Mesmo não pensando em voltar para a Itália, Federico ainda sente falta do que deixou para trás. “Nesses anos eu senti saudade várias vezes e cheguei até a voltar para lá, em 2010, depois que me separei. Após seis meses na Itália, a saudade dos filhos, do Brasil, dos amigos que fiz bateu mais forte e eu resolvi voltar. Aqui eu entrei em um curso, me formei como radialista e tive a sorte de arrumar um emprego. Eu não estou arrependido, gosto daqui".

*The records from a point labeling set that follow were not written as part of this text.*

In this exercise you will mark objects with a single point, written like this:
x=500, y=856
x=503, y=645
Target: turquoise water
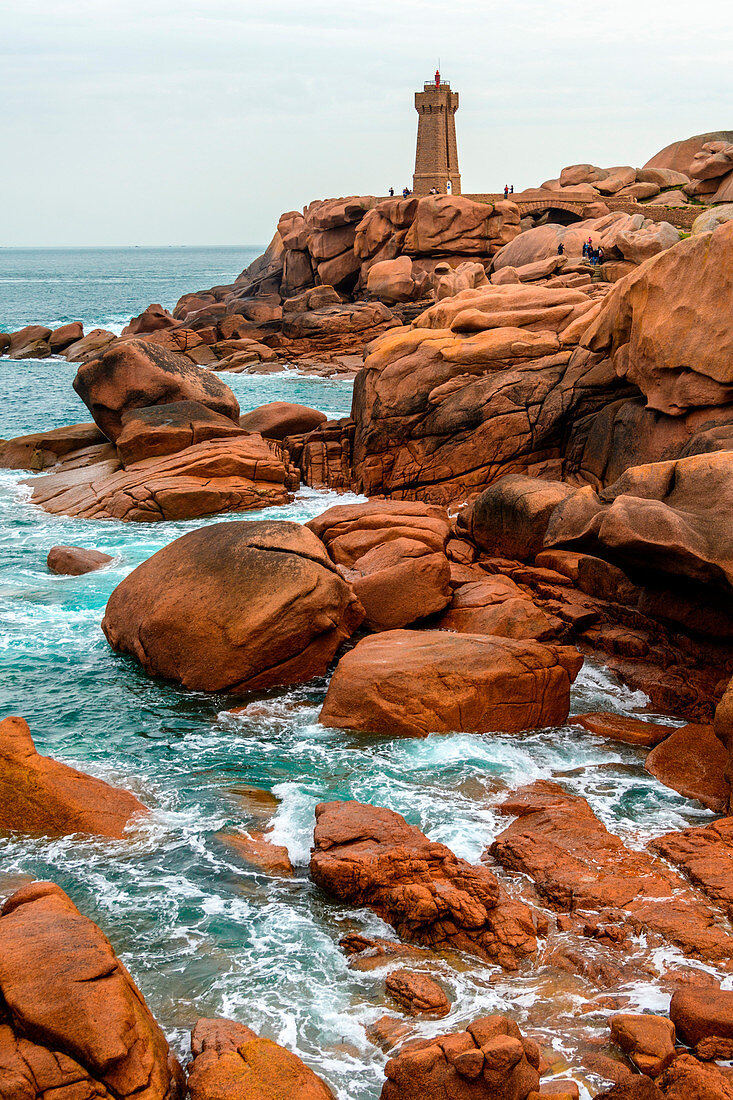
x=201, y=934
x=105, y=287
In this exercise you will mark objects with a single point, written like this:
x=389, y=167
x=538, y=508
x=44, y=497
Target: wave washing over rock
x=368, y=712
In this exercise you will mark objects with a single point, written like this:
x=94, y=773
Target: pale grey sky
x=181, y=122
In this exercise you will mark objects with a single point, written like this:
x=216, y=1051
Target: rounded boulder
x=234, y=607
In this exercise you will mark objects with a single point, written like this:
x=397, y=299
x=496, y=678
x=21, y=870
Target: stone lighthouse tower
x=436, y=160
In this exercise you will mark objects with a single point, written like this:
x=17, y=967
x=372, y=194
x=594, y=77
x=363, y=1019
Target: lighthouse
x=436, y=158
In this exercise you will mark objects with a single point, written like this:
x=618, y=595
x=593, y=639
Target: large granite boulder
x=411, y=683
x=666, y=329
x=138, y=373
x=679, y=155
x=490, y=1060
x=233, y=1063
x=234, y=607
x=74, y=1023
x=578, y=865
x=279, y=419
x=41, y=796
x=667, y=517
x=393, y=554
x=368, y=856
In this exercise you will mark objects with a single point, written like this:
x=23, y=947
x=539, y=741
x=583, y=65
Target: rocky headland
x=543, y=442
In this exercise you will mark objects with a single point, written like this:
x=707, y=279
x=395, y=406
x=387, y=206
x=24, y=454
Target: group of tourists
x=594, y=256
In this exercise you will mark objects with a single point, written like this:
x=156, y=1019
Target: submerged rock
x=137, y=373
x=41, y=796
x=417, y=992
x=371, y=857
x=234, y=607
x=415, y=682
x=75, y=561
x=74, y=1023
x=393, y=556
x=490, y=1060
x=578, y=865
x=232, y=1063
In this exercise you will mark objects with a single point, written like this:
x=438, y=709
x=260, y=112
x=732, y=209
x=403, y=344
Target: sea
x=203, y=934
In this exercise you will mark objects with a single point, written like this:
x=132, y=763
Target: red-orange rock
x=138, y=373
x=165, y=429
x=692, y=761
x=496, y=606
x=415, y=682
x=238, y=607
x=701, y=1014
x=232, y=1063
x=511, y=517
x=279, y=419
x=620, y=727
x=65, y=336
x=576, y=864
x=30, y=342
x=233, y=474
x=41, y=796
x=417, y=992
x=75, y=561
x=369, y=856
x=490, y=1060
x=706, y=855
x=151, y=320
x=256, y=850
x=74, y=1022
x=647, y=1040
x=688, y=1079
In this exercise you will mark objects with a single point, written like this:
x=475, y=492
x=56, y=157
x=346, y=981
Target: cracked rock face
x=231, y=1062
x=72, y=1021
x=234, y=607
x=412, y=683
x=137, y=373
x=371, y=857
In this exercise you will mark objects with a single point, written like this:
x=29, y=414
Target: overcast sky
x=199, y=121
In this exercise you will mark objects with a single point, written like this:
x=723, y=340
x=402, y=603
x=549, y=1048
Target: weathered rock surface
x=417, y=992
x=688, y=1079
x=490, y=1060
x=639, y=325
x=41, y=796
x=619, y=727
x=45, y=449
x=74, y=1023
x=138, y=373
x=496, y=606
x=75, y=561
x=706, y=855
x=232, y=1063
x=256, y=850
x=692, y=761
x=415, y=682
x=233, y=474
x=510, y=518
x=393, y=556
x=368, y=856
x=237, y=607
x=577, y=865
x=279, y=419
x=155, y=430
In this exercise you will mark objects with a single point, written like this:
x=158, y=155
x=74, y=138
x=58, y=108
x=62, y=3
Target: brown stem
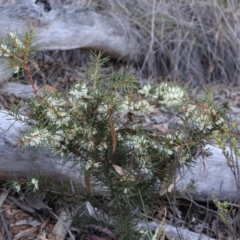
x=29, y=75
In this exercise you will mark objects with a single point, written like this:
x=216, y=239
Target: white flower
x=139, y=143
x=90, y=164
x=145, y=90
x=16, y=69
x=170, y=95
x=126, y=106
x=16, y=186
x=4, y=51
x=79, y=91
x=220, y=121
x=34, y=182
x=37, y=137
x=102, y=145
x=142, y=107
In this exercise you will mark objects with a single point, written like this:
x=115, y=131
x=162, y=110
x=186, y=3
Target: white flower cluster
x=6, y=52
x=57, y=112
x=43, y=137
x=16, y=186
x=137, y=108
x=165, y=93
x=19, y=43
x=203, y=118
x=34, y=184
x=80, y=91
x=92, y=165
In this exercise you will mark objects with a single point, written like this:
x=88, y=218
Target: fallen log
x=216, y=179
x=68, y=28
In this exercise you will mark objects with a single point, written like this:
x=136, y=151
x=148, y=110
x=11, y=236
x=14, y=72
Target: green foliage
x=222, y=208
x=97, y=124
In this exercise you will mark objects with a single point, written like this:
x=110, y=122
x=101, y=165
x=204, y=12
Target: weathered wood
x=14, y=162
x=216, y=179
x=68, y=28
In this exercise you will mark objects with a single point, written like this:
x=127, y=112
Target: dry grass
x=194, y=41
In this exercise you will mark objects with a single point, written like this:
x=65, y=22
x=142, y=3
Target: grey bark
x=68, y=28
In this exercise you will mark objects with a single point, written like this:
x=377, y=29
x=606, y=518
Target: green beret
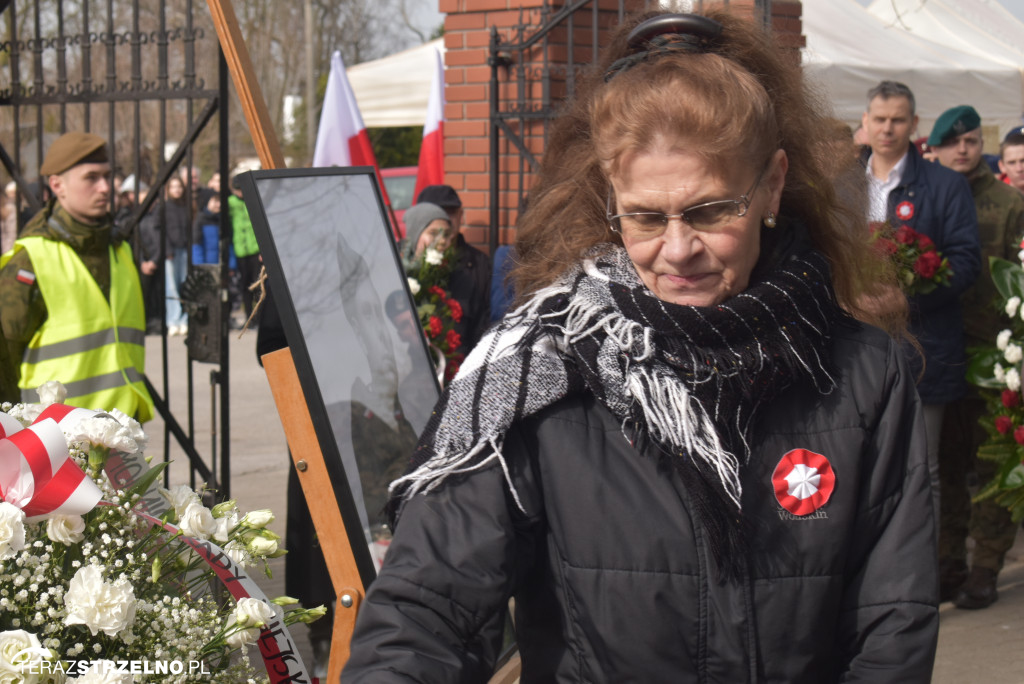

Para trabalhar no Brasil é necessário ter uma autorização
Foto: Reprodução
Legalidade
De acordo com o Ministério das Relações Exteriores, a legislação permite o trabalho de estrangeiros no Brasil através da emissão de um visto. Essa autorização é concedida pelo Ministério do Trabalho e Previdência Social (MTPS), normalmente a pedido de uma empresa à Coordenação Geral de Imigração através de umaferramenta que está no site do MTPS. Mas também há outras formas do estrangeiro se legalizar no país. 
Se esse estrangeiro foi beneficiado com anistia; se obter status de refugiado, através de Visto Humanitário (no caso dos haitianos), por autorização do Conselho Nacional de Imigração (Cnig), referendada pelo Ministério da Justiça; em razão de casamento com brasileiro; filho de brasileiro e sul americano residente, por exemplo, ele pode morar e trabalhar no Brasil. 
Segundo o Ministério do Trabalho, a autorização de trabalho para estrangeiro é de competência da Coordenação Geral de Imigração - Ministério do Trabalho e Emprego, já o Visto é de competência do Ministério das Relações Exteriores, que autoriza um registro no passaporte do estrangeiro que lhe permite entrar e permanecer no país.
Um estrangeiro que tenha o visto permanente tem os mesmos direitos que os brasileiros, como acesso a serviços de saúde e educação, além de poder abrir empresa, conta bancária, tirar carteira de motorista, entre outros. Só não pode votar, nem se eleger a cargos políticos.